The bankers well maintain the account, and as per the client’s requirement, the money automatically transfers to the account. Customers predetermine the average amount to be kept in the saving or current account, and any amount over and excess is invested in the money market. The excess amount in the sweep account is also easily liquidated. Sometimes there can be a situation that the amount falls short in the main account, and that time the proceeds which the customers earn form the investment in the money market can be used to maintain the accounts. The calculations and the adjustment should be made very carefully to maximize the utility of the mechanism of this special account type.

Example of Sweep Account

Let’s say, Mr. Russell opted for a sweep account facility with the bank. He has a savings account that has a threshold limit of $ 5,000. The savings account interest was approx 2 % per annum. On 1st December 2019, he has $ 2,000 in his account, and on that, he has continued to earn a 2 % interest that year. On 1st January 2020, he deposited a cheque of $ 2,000 to the bank and so now the fund in the account is $ 7,000. The extra amount from the threshold limit, i.e., $ 2,000, will be automatically invested in the money market and by which Mr. Russell can earn a higher return on his investment compared to the savings account.

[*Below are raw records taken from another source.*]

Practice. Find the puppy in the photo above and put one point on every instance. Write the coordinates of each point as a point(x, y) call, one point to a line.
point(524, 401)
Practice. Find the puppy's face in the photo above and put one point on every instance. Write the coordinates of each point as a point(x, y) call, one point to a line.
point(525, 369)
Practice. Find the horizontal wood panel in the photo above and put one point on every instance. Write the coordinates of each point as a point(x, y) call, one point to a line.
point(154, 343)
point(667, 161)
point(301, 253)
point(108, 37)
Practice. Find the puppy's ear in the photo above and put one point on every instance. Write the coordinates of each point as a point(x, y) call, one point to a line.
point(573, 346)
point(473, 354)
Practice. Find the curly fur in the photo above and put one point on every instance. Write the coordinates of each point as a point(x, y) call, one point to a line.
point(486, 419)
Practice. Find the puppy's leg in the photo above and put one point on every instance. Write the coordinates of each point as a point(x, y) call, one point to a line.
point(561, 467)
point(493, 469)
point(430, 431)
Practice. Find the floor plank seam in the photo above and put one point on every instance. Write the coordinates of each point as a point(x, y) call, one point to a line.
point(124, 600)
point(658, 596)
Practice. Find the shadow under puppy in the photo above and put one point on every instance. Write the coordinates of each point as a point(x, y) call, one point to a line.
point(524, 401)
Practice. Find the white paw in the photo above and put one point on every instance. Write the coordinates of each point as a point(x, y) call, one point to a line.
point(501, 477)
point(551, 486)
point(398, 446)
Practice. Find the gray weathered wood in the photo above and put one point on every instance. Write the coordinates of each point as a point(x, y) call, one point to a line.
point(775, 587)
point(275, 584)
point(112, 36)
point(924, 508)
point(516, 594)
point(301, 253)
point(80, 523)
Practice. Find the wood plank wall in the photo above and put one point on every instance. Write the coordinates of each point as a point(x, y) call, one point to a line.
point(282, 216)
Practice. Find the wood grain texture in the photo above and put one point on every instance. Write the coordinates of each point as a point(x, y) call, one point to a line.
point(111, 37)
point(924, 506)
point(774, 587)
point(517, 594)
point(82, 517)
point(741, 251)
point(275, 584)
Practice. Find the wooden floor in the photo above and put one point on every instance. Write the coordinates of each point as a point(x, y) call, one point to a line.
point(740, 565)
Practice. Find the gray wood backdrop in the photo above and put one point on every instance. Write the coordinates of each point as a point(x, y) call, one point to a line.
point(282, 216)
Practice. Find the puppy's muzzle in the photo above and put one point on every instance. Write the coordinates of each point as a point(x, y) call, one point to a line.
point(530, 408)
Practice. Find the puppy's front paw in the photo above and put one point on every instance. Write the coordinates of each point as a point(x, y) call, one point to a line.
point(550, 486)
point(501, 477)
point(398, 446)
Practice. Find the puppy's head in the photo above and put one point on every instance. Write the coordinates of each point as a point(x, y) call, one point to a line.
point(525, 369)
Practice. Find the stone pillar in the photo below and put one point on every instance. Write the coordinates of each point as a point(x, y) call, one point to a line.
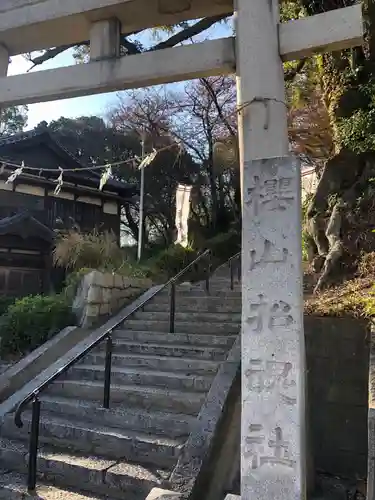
point(4, 61)
point(4, 64)
point(105, 39)
point(371, 420)
point(273, 362)
point(263, 128)
point(273, 367)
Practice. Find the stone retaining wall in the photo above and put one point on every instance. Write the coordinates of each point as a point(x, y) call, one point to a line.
point(102, 294)
point(337, 352)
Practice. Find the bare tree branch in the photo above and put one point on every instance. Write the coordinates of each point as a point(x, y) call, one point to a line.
point(195, 29)
point(132, 48)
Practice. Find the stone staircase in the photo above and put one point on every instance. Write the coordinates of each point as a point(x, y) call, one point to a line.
point(159, 383)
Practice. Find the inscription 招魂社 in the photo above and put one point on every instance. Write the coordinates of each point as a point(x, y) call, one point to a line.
point(262, 450)
point(269, 315)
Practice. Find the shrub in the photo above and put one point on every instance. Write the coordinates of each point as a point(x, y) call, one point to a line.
point(31, 321)
point(224, 245)
point(75, 250)
point(5, 302)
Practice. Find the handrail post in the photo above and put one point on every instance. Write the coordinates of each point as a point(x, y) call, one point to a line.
point(33, 444)
point(208, 273)
point(108, 371)
point(172, 307)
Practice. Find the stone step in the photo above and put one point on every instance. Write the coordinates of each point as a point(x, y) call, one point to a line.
point(197, 292)
point(175, 350)
point(149, 398)
point(164, 363)
point(201, 317)
point(136, 376)
point(182, 326)
point(94, 474)
point(13, 487)
point(86, 437)
point(166, 338)
point(171, 425)
point(204, 304)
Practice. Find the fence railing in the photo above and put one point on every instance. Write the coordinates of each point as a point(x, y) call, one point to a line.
point(34, 396)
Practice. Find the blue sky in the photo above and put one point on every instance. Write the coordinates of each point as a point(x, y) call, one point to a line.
point(80, 106)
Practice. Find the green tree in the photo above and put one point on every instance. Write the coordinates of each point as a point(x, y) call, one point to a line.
point(13, 120)
point(341, 214)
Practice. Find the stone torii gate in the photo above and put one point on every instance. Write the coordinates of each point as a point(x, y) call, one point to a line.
point(273, 452)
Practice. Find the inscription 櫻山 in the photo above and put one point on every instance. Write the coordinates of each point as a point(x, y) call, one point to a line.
point(273, 194)
point(270, 255)
point(272, 332)
point(261, 450)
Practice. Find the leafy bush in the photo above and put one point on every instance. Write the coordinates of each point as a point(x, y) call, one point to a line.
point(31, 321)
point(5, 302)
point(75, 250)
point(224, 245)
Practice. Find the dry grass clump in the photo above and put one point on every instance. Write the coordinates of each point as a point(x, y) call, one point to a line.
point(75, 250)
point(354, 297)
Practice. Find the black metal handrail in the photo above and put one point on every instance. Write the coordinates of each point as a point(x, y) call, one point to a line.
point(33, 397)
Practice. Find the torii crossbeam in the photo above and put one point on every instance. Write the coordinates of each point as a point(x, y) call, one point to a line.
point(298, 39)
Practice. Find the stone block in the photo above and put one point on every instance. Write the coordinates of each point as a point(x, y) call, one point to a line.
point(107, 294)
point(108, 280)
point(94, 295)
point(159, 494)
point(92, 310)
point(105, 309)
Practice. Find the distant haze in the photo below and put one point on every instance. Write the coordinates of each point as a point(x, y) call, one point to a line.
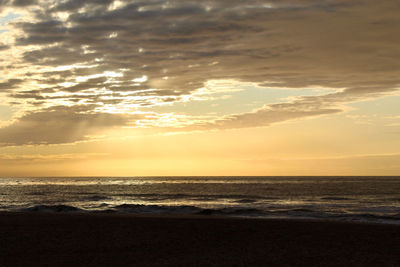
point(156, 87)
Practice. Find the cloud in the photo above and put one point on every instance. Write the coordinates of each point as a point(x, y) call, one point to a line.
point(351, 46)
point(56, 126)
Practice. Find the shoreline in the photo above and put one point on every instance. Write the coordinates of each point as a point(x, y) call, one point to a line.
point(110, 239)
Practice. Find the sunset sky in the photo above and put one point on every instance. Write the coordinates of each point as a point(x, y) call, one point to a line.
point(228, 87)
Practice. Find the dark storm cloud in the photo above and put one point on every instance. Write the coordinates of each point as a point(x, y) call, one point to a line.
point(179, 45)
point(57, 125)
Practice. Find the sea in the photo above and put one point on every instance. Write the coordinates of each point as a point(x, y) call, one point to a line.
point(361, 199)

Difference between Sweep Account and Zero Balance Account

  • In a zero balance account, there is no minimum balance requirement, but in the case of a sweep account, there is a minimum balance requirement to continue the account.
  • The function of the zero balance account is to consolidate the cash balances of other accounts in a single entry for the clients. On the other hand, the sweep account helps to invest the excess money that is lying in the savings or current account of the customer to help them earn a higher return from the market.
  • The zero balance account disburses all the money from its account at the day end and thus making it the balance zero. Whereas, a minimum amount is required at any point in time in case of the sweep account.


  • This account transfers the excess fund automatically as per the client’s requirement.
  • This account also helps the savings account to maintain the threshold limit.
  • In case the funds fall short in the savings account, the proceeds from the investment are automatically used to maintain the minimum requirement of the account balance.
  • By this technique, the customer can earn a steady interest in their savings account, and the excess money is not idle in the accounts. It is further invested in the money market.
  • The money invested through this account in any investment schemes can easily be liquidated when required.



Banks provide special facilities to the customers to ease out their burden from the complex investment situations. Still, the customers should very well understand all the terms and conditions of this facility. The money market returns are no doubt higher than the regular savings account interest, but one has to be very careful while investing in this type of account.